There are some dispiriting points as regards how victims of abuse were perceived, not by those immediately around them but by the authorities:
1.103 The vast majority of those who were abused as children complained when they were adults. In almost all cases they said that they did not complain as children because they did not think they would be believed or because the abuser had told them not to tell anyone. It is striking that, of the relatively small number who complained at the time, the majority were in fact believed. They were believed by their parents and they were believed by the authorities to whom the abuse was reported. This makes the failure by the authorities all the more egregious.
And a set of statistics that makes one wonder at how matters might have transpired had the issue not surfaced when it did, since it appears that the act of rendering it public assisted in bringing evidence of abuse forward:
The controversy and drama surrounding the Fr Brendan Smyth case in 1994 (see Chapter 7) brought clerical child sexual abuse to public attention.

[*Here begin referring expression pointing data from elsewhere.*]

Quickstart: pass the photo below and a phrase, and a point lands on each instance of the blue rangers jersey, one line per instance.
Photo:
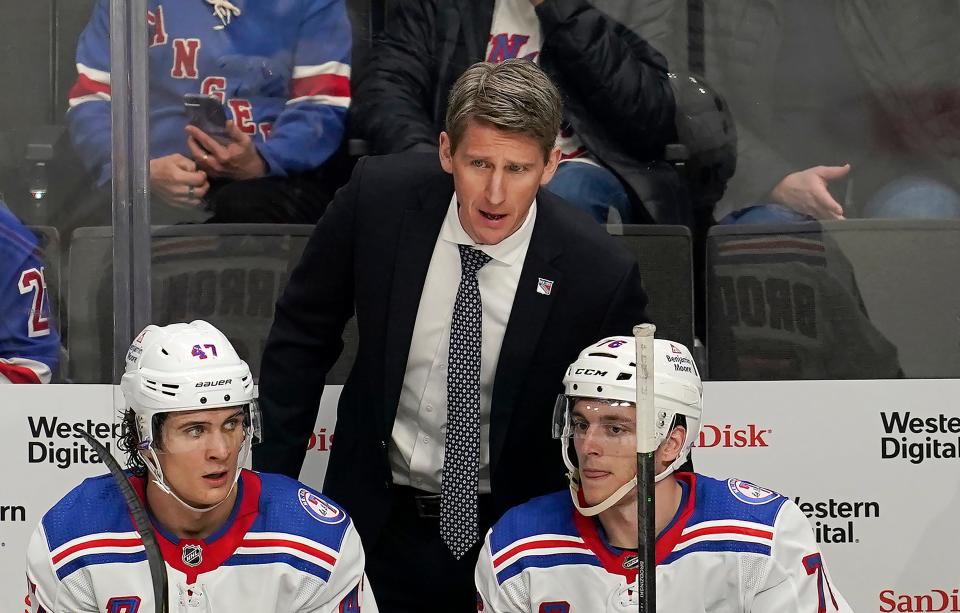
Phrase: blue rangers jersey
(731, 547)
(284, 548)
(281, 69)
(29, 343)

It is probable that this was the first time that many members of the public became aware of the possibility of clerical child sexual abuse. The claim that bishops and senior church officials were on „a learning curve‟ about child sexual abuse rings hollow when it is clear that cases were dealt with by Archbishop McQuaid in the 1950s and 1960s and that, although the majority of complaints emerged from 1995 onwards, many of the complaints described
in this report first came to the attention of the Archdiocese in the 1970s and 1980s. The Commission examined complaints in respect of approximately 320 complainants against the 46 priests in the representative sample. Of the complaints examined by the Commission,
three were made in the 1960s;
11 were made in the 1970s and there were two suspicions/concerns;
64 were made in the 1980s and there were 24 suspicions/concerns;
135 were made in the 1990s and there were 23 suspicions/concerns;
112 were made in the 2000s (mainly between January 2000 and 1 May 2004) and there were 10 suspicions/concerns.
I genuinely believe every citizen of this state, and those on this island, should be reading this which is available here. As yet a further catalogue of the failures of the state and more widely the society it is essential if we are not to repeat them and as a means of validating those who at the very point where they needed the trust and security of the state were let down by it.